Figure 2. Benefit:cost ratios from use of negative incentives, allowing for adoption lags
In almost a mirror image to the result for positive incentives, if we seek to apply negative incentives only in cases where the BCR is higher, it will be in cases where the public net costs are higher and/or the private net benefits are low (see the BCR = 2 and BCR = 3 lines in Figure 2).
The recommendation of “No action” in the right-most triangle of Figure 1 implicitly assumes that we are happy with the current distribution of property rights, whatever that distribution is. For example, if the rights rest with the landholders, they would be free to adopt the new land management practices and reap the available benefits, in the process generating more benefits for themselves than the costs they generate for others. On the other hand, if the rights rest with the public, landholders would need to pay for the right to pollute.
The government could potentially choose to allocate the rights to the public throughout the area where public net benefits are negative, but this would not alter the environmental outcomes compared to “no action”, since landholders would be willing to compensate the public in the right-hand triangle, and landholders were never going to adopt the new practices in the bottom-left area (as private net benefits are negative). It would, however, alter the distribution of wealth, since landholders wishing to implement projects in the right-hand triangle would need to pay some of the resulting benefits to the public.

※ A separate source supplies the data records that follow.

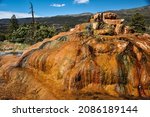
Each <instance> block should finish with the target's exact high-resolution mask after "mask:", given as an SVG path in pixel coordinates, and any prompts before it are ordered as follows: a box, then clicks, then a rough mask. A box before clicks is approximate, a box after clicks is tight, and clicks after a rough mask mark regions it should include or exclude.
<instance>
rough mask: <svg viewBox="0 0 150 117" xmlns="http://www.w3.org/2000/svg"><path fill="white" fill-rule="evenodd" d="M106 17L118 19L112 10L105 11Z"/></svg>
mask: <svg viewBox="0 0 150 117" xmlns="http://www.w3.org/2000/svg"><path fill="white" fill-rule="evenodd" d="M103 18H104V19H117V14H116V13H112V12H106V13H103Z"/></svg>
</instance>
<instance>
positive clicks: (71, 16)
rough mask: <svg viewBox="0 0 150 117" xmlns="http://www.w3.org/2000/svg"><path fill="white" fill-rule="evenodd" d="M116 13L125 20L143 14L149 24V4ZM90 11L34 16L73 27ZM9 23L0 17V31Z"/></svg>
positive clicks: (23, 22) (56, 23)
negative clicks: (41, 17)
mask: <svg viewBox="0 0 150 117" xmlns="http://www.w3.org/2000/svg"><path fill="white" fill-rule="evenodd" d="M112 12H114V13H117V14H118V15H119V16H120V17H121V18H124V19H125V20H126V21H127V22H128V21H130V19H131V16H132V15H133V14H135V13H141V14H142V15H144V17H145V20H146V24H147V26H148V27H149V26H150V6H144V7H140V8H133V9H125V10H118V11H112ZM91 15H92V13H83V14H76V15H64V16H54V17H43V18H36V22H38V23H44V24H48V25H52V24H54V25H56V26H57V27H60V26H62V25H64V24H67V25H69V26H70V27H74V26H75V25H76V24H79V23H83V22H87V21H88V20H89V19H90V17H91ZM18 20H19V23H20V24H29V23H31V18H23V19H18ZM8 24H9V19H0V32H5V31H6V30H5V29H7V27H8Z"/></svg>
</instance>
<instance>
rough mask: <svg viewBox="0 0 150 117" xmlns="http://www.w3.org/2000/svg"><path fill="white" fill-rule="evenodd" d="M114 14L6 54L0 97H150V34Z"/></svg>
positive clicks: (103, 97) (1, 65) (127, 97)
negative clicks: (129, 25)
mask: <svg viewBox="0 0 150 117" xmlns="http://www.w3.org/2000/svg"><path fill="white" fill-rule="evenodd" d="M123 21H124V20H123V19H117V15H116V14H114V13H103V14H96V15H94V16H93V17H92V18H91V20H90V22H89V23H84V24H79V25H77V26H76V27H75V28H74V29H71V30H70V31H69V32H64V33H60V34H59V35H57V36H54V37H53V38H51V39H45V40H44V41H43V42H39V43H37V44H35V45H33V46H31V47H30V48H28V50H26V51H25V52H24V53H23V54H22V55H21V56H20V57H18V56H11V55H10V56H9V55H7V56H0V99H145V98H146V99H149V98H150V36H149V35H148V34H144V35H142V34H134V33H132V32H133V31H132V30H131V29H130V27H128V26H124V24H123Z"/></svg>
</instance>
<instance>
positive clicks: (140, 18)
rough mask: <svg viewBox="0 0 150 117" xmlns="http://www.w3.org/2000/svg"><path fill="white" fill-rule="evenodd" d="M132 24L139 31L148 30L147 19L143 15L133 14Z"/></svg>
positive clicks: (138, 31)
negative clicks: (146, 29) (133, 14)
mask: <svg viewBox="0 0 150 117" xmlns="http://www.w3.org/2000/svg"><path fill="white" fill-rule="evenodd" d="M130 26H131V27H132V28H133V29H134V31H135V32H137V33H143V32H145V31H146V26H145V20H144V17H143V15H141V14H140V13H136V14H134V15H133V16H132V18H131V22H130Z"/></svg>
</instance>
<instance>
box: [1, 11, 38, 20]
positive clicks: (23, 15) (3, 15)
mask: <svg viewBox="0 0 150 117" xmlns="http://www.w3.org/2000/svg"><path fill="white" fill-rule="evenodd" d="M12 15H16V17H17V18H27V17H31V14H28V13H19V12H11V11H0V19H3V18H11V17H12ZM35 17H39V16H37V15H35Z"/></svg>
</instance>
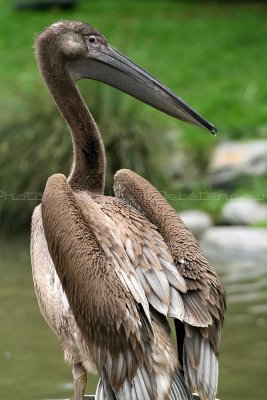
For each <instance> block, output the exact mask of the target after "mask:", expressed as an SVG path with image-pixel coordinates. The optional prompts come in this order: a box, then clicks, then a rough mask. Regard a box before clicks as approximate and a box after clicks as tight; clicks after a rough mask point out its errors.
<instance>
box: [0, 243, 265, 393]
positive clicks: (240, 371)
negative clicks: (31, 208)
mask: <svg viewBox="0 0 267 400" xmlns="http://www.w3.org/2000/svg"><path fill="white" fill-rule="evenodd" d="M28 246H29V243H28V240H27V239H26V238H15V239H14V238H13V239H11V240H7V239H4V238H3V237H1V248H0V251H1V254H0V276H1V279H0V321H1V323H0V371H1V372H0V399H5V400H14V399H19V400H39V399H40V400H41V399H42V400H48V399H50V400H51V399H63V398H65V399H66V398H71V397H72V389H73V388H72V378H71V369H70V368H69V367H68V366H67V365H65V364H64V362H63V357H62V351H61V348H60V346H59V344H58V342H57V339H56V337H55V336H54V334H53V333H52V332H50V329H49V328H48V327H47V325H46V323H45V322H44V321H43V319H42V317H41V315H40V312H39V309H38V307H37V304H36V300H35V295H34V292H33V286H32V279H31V270H30V262H29V254H28ZM217 271H218V272H219V274H220V276H221V277H222V280H223V282H224V284H225V287H226V290H227V294H228V312H227V316H226V323H225V327H224V330H223V337H222V348H221V358H220V390H219V398H220V399H221V400H251V399H257V400H265V399H266V389H265V388H266V369H267V368H266V361H265V360H266V358H267V268H266V265H223V266H218V267H217ZM88 381H89V382H88V388H87V392H88V393H93V392H94V390H95V385H96V381H97V378H95V377H94V378H91V377H90V378H89V379H88Z"/></svg>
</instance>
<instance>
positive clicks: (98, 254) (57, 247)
mask: <svg viewBox="0 0 267 400" xmlns="http://www.w3.org/2000/svg"><path fill="white" fill-rule="evenodd" d="M87 197H88V200H87V204H88V207H89V208H91V211H92V219H90V218H89V217H88V215H87V209H86V210H85V212H83V210H82V209H81V202H77V199H76V198H75V196H74V195H73V193H72V191H71V188H70V186H69V184H68V182H67V181H66V178H65V177H64V176H63V175H53V176H52V177H50V178H49V179H48V182H47V185H46V188H45V191H44V195H43V200H42V217H43V225H44V231H45V236H46V240H47V244H48V249H49V252H50V254H51V257H52V260H53V262H54V265H55V268H56V271H57V274H58V276H59V279H60V281H61V284H62V287H63V289H64V291H65V293H66V296H67V299H68V302H69V304H70V307H71V309H72V312H73V315H74V317H75V320H76V322H77V325H78V327H79V329H80V331H81V333H82V335H83V338H84V340H85V342H86V343H87V345H88V348H89V349H90V351H91V354H92V356H93V359H94V361H95V363H96V366H97V368H98V371H99V373H100V374H104V375H105V374H106V375H107V374H108V378H106V379H105V381H104V382H103V383H104V392H105V397H106V398H107V399H109V398H110V399H113V395H112V390H113V389H111V388H110V386H109V385H111V386H112V387H113V388H119V387H120V386H121V385H122V384H123V382H124V381H125V379H126V376H128V375H135V374H136V371H137V368H144V369H148V368H149V372H150V374H151V376H152V377H153V376H154V372H153V365H151V364H149V363H151V359H150V358H149V357H147V356H146V354H145V352H148V353H150V352H151V346H152V342H153V329H152V325H151V321H150V314H149V309H148V304H147V300H146V297H145V294H144V291H143V289H142V286H141V284H140V283H139V280H138V277H137V276H135V270H134V269H133V271H132V270H131V269H129V265H128V264H127V262H126V264H124V267H123V268H122V266H121V264H120V268H119V267H117V265H118V264H113V263H112V261H113V259H112V260H111V259H110V258H109V257H110V253H109V252H108V251H107V252H105V250H106V247H105V246H107V247H108V249H109V251H111V250H112V249H113V247H112V246H111V244H113V243H114V244H115V248H116V249H117V254H119V252H120V253H121V257H122V258H123V257H124V255H125V254H124V252H123V247H122V249H121V248H120V241H119V239H118V238H116V239H115V240H113V239H112V240H110V238H113V236H108V235H107V233H110V231H109V226H108V225H107V226H106V229H105V230H104V235H103V236H105V239H103V237H102V241H101V242H100V243H99V242H98V239H97V237H96V236H97V235H96V234H95V230H94V229H93V228H92V226H91V222H92V225H93V226H97V222H96V220H97V218H98V217H99V214H97V213H96V214H94V213H93V212H94V211H95V210H94V201H93V199H92V198H91V197H90V196H89V195H88V196H87ZM103 228H104V227H103ZM106 235H107V236H106ZM101 243H104V248H105V250H104V249H103V247H101ZM116 246H117V247H116ZM111 253H112V251H111ZM114 265H115V268H114ZM127 352H129V353H131V356H130V357H125V354H126V353H127ZM128 360H130V365H129V367H128V364H127V362H128ZM104 375H103V376H104ZM105 385H106V387H105ZM99 392H100V395H101V396H102V394H101V393H102V388H101V385H100V386H99ZM107 393H108V394H107ZM105 397H104V398H105ZM140 398H142V397H140ZM152 399H154V397H150V399H149V400H152Z"/></svg>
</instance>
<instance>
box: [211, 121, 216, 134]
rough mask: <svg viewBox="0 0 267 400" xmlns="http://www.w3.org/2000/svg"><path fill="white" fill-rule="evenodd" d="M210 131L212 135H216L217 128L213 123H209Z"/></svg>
mask: <svg viewBox="0 0 267 400" xmlns="http://www.w3.org/2000/svg"><path fill="white" fill-rule="evenodd" d="M210 132H211V133H212V134H213V135H214V136H216V133H217V128H216V126H214V125H212V124H211V128H210Z"/></svg>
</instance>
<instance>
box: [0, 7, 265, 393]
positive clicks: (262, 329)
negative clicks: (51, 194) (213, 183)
mask: <svg viewBox="0 0 267 400" xmlns="http://www.w3.org/2000/svg"><path fill="white" fill-rule="evenodd" d="M14 4H15V2H14V1H13V2H12V1H2V2H1V5H0V50H1V57H0V77H1V90H0V196H1V197H0V227H1V231H2V235H1V236H0V239H1V248H0V251H1V253H0V273H1V277H2V278H1V286H0V316H1V323H0V398H1V399H2V398H3V399H5V400H11V399H14V398H19V399H20V400H21V399H25V400H30V399H33V400H36V399H52V398H55V397H56V398H62V397H63V396H68V397H71V395H72V384H71V371H70V369H69V368H68V367H67V366H64V364H63V361H62V354H61V350H60V347H59V345H58V343H57V340H56V338H55V337H54V336H53V334H52V333H51V332H50V331H49V328H47V326H46V324H45V323H44V322H43V321H42V319H41V316H40V313H39V310H38V309H37V305H36V300H35V297H34V293H33V287H32V283H31V276H30V262H29V254H28V253H29V250H28V246H29V243H28V242H29V240H28V235H29V233H28V232H29V226H30V216H31V213H32V211H33V208H34V207H35V205H36V204H37V203H38V201H37V202H36V201H34V200H28V201H26V200H25V199H24V194H25V193H29V192H30V193H31V194H33V196H34V194H38V195H40V196H41V193H42V191H43V189H44V186H45V182H46V180H47V177H48V176H50V175H51V174H53V173H55V172H63V173H64V174H66V175H67V174H68V171H69V170H70V166H71V163H72V148H71V139H70V135H69V133H68V129H67V127H66V125H65V123H64V121H62V118H61V116H60V115H59V113H58V111H57V109H56V107H55V105H54V104H53V101H52V99H51V97H50V95H49V93H48V91H47V89H46V87H45V85H44V83H43V81H42V79H41V77H40V75H39V72H38V70H37V67H36V63H35V59H34V49H33V42H34V37H35V34H36V33H38V32H40V31H42V30H43V29H44V28H45V27H46V26H48V25H49V24H51V23H53V22H55V21H56V20H59V19H75V20H84V21H86V22H89V23H90V24H92V25H93V26H94V27H95V28H97V29H99V31H100V32H102V33H103V34H104V35H105V36H106V38H107V39H108V41H109V42H110V43H111V44H112V45H113V46H114V47H116V48H118V49H119V50H120V51H121V52H123V53H124V54H126V55H127V56H128V57H129V58H131V59H133V60H134V61H135V62H136V63H138V64H139V65H141V66H142V67H143V68H145V69H146V70H148V71H149V72H151V73H152V74H153V75H154V76H156V77H157V78H158V79H160V80H161V81H162V82H163V83H165V84H166V85H167V86H169V87H170V88H171V89H172V90H173V91H174V92H175V93H177V94H178V95H179V96H181V97H182V98H183V99H184V100H186V101H187V102H188V103H189V104H190V105H191V106H192V107H194V108H195V109H196V110H198V111H199V112H200V113H201V114H202V115H203V116H205V117H206V118H207V119H208V120H210V121H211V122H213V123H215V125H216V126H217V128H218V135H217V136H216V137H215V138H214V137H213V136H212V135H209V134H208V133H206V132H205V131H203V130H201V129H198V128H196V127H191V126H188V125H186V124H184V123H182V122H179V121H176V120H174V119H172V118H171V117H168V116H166V115H163V114H161V113H160V112H158V111H156V110H153V109H151V108H150V107H149V106H146V105H144V104H142V103H140V102H138V101H137V100H135V99H132V98H130V97H128V96H127V95H125V94H122V93H119V92H117V91H116V90H115V89H112V88H110V87H107V86H104V85H103V84H100V83H97V82H92V81H81V82H80V83H79V88H80V90H81V92H82V95H83V96H84V98H85V100H86V103H87V104H88V106H89V108H90V109H91V111H92V113H93V115H94V117H95V119H96V121H97V124H98V125H99V127H100V130H101V132H102V136H103V139H104V143H105V146H106V152H107V159H108V164H107V187H106V193H112V175H113V174H114V172H115V171H116V170H117V169H119V168H121V167H126V168H131V169H133V170H135V171H136V172H138V173H139V174H141V175H143V176H144V177H146V178H148V179H149V180H150V181H151V182H152V183H153V184H154V185H155V186H156V187H157V188H158V189H159V190H162V191H166V192H169V193H173V194H174V195H175V194H178V193H180V192H182V193H190V192H191V191H193V190H195V191H198V190H199V191H211V190H212V189H211V188H210V184H209V180H208V179H207V169H208V165H209V161H210V158H211V154H212V151H213V149H214V148H215V146H217V145H218V143H220V142H221V141H223V140H225V139H228V138H230V139H238V140H245V139H257V138H258V139H263V138H266V137H267V79H266V67H267V5H266V3H265V2H252V1H251V2H231V1H227V2H224V1H210V2H205V1H163V0H158V1H138V0H135V1H130V0H128V1H127V0H123V1H116V0H110V1H104V0H97V1H90V0H88V1H86V0H80V1H79V2H77V6H76V7H75V8H74V9H73V10H66V11H63V10H62V9H60V8H57V7H54V8H53V9H50V10H49V11H29V10H27V11H26V10H24V11H22V10H17V9H15V8H14V7H13V6H14ZM180 157H183V158H184V159H185V166H186V167H185V168H184V171H183V172H182V173H181V174H180V175H179V176H176V175H175V173H174V172H173V169H172V168H171V166H170V161H171V160H172V163H174V164H175V163H176V161H177V163H179V160H180ZM265 181H266V178H264V177H262V178H261V177H259V178H257V179H253V180H251V181H249V182H244V181H242V182H240V183H237V184H236V185H235V187H233V188H232V189H231V190H232V191H233V193H236V194H238V195H242V194H245V193H248V192H249V193H250V194H253V193H254V192H255V193H259V192H263V191H264V190H265V188H266V183H265ZM15 198H16V199H17V200H14V199H15ZM223 203H224V200H223V199H222V200H218V201H214V200H213V201H206V202H203V201H200V202H197V201H196V200H191V201H190V200H189V199H187V200H186V201H184V200H180V201H175V202H173V205H174V206H175V207H176V208H177V210H182V209H185V208H192V207H193V208H196V207H198V208H203V209H206V210H208V211H209V212H210V213H212V214H213V216H214V217H215V220H217V221H219V220H220V216H219V215H220V214H219V212H220V210H221V207H222V205H223ZM219 222H220V221H219ZM10 232H12V233H10ZM25 236H26V237H25ZM223 267H225V266H223ZM260 267H262V268H263V267H265V266H262V265H261V266H260ZM219 270H220V271H221V276H222V277H223V279H224V282H225V284H226V288H227V289H229V291H230V292H231V290H232V292H231V293H232V294H235V293H239V292H240V293H241V292H242V291H248V286H247V285H248V282H249V284H250V283H251V282H252V285H254V286H253V288H254V289H253V290H255V296H256V297H254V298H249V299H248V298H245V299H243V300H240V298H239V297H238V295H236V297H234V300H233V303H231V305H230V307H229V313H228V317H227V322H226V326H225V329H224V334H223V347H222V355H221V377H220V391H219V397H220V399H221V400H251V399H252V398H253V399H254V398H255V399H258V400H264V399H265V398H266V382H265V381H266V377H265V376H266V366H265V358H266V357H265V356H264V354H265V355H266V350H267V342H266V324H265V322H264V321H265V319H264V318H263V317H262V315H261V314H260V316H259V314H254V313H252V312H251V311H250V310H251V307H252V305H253V306H254V305H255V304H254V303H253V304H252V305H251V302H253V301H255V298H257V299H258V298H260V299H263V300H264V301H265V302H266V290H265V289H266V282H267V281H266V272H263V273H262V274H263V275H262V274H261V273H258V272H257V273H256V271H255V276H254V275H253V276H252V275H249V277H247V275H246V273H247V272H246V271H245V272H244V271H243V270H241V269H240V271H241V272H242V273H241V275H239V278H238V279H237V282H238V284H237V283H236V281H233V280H232V278H231V277H232V275H231V273H232V272H229V274H228V273H227V274H226V272H225V269H224V268H221V269H219ZM257 271H258V270H257ZM262 276H264V278H263V280H262ZM259 281H260V283H259ZM262 282H263V283H262ZM241 283H242V285H241ZM239 284H240V285H241V286H238V285H239ZM243 284H244V286H243ZM249 287H250V286H249ZM253 293H254V292H253ZM257 296H258V297H257ZM252 297H253V296H252ZM239 300H240V301H239ZM265 307H266V306H265ZM264 310H265V309H264ZM265 311H266V310H265ZM265 311H261V312H262V314H263V312H265ZM266 312H267V311H266ZM90 379H91V378H90ZM94 382H96V380H94ZM264 388H265V389H264ZM93 390H94V386H93V385H92V386H89V389H88V393H90V392H93Z"/></svg>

If the environmental manager is using a change in property rights to generate the negative incentives in the lower triangle (labelled “Negative incentives”), it may be practically difficult or expensive to avoid doing the same thing in the “No action” triangle, and perhaps also in the bottom-left “No action” area as well. If this occurs then, as before, it would not alter the environmental outcomes (e.g. polluters would prefer to compensate pollutees in the right “No action” triangle and continue polluting), but it would alter the distribution of benefits between landholders and the public. It would also involve costs from monitoring and enforcement for a much larger area, which would need to be weighed up when considering the overall merits of the approach.
Property rights approaches, as discussed in the last two paragraphs, are relatively flexible, in that they cause external effects of their actions to be felt by landholders, while leaving the ultimate decisions to them. The landholders can therefore weigh up whether the private net benefits outweigh the public net costs when reaching their management decisions. Mechanisms in this category include tradeable pollution permits, pollution taxes, subsidies and conservation auctions.
If a less flexible mechanism, such as command-and-control regulation, is used across the whole area, there would probably be significant net costs in the right “No action” triangle, as landholders would be prevented from doing things that yield relatively large net benefits to them, and relatively small net costs to the public. Thus we would at least partly (and perhaps fully) offset any net benefits generated in the negative incentives area.
Finally I note that the recommendations in Figure 2 (like all of the recommendations in the framework) depend on the landholders having reasonably accurate perceptions about the private net benefits of adoption. If this is not true, there may be roles for extension, positive incentives or negative incentives in other parts of Figure 1.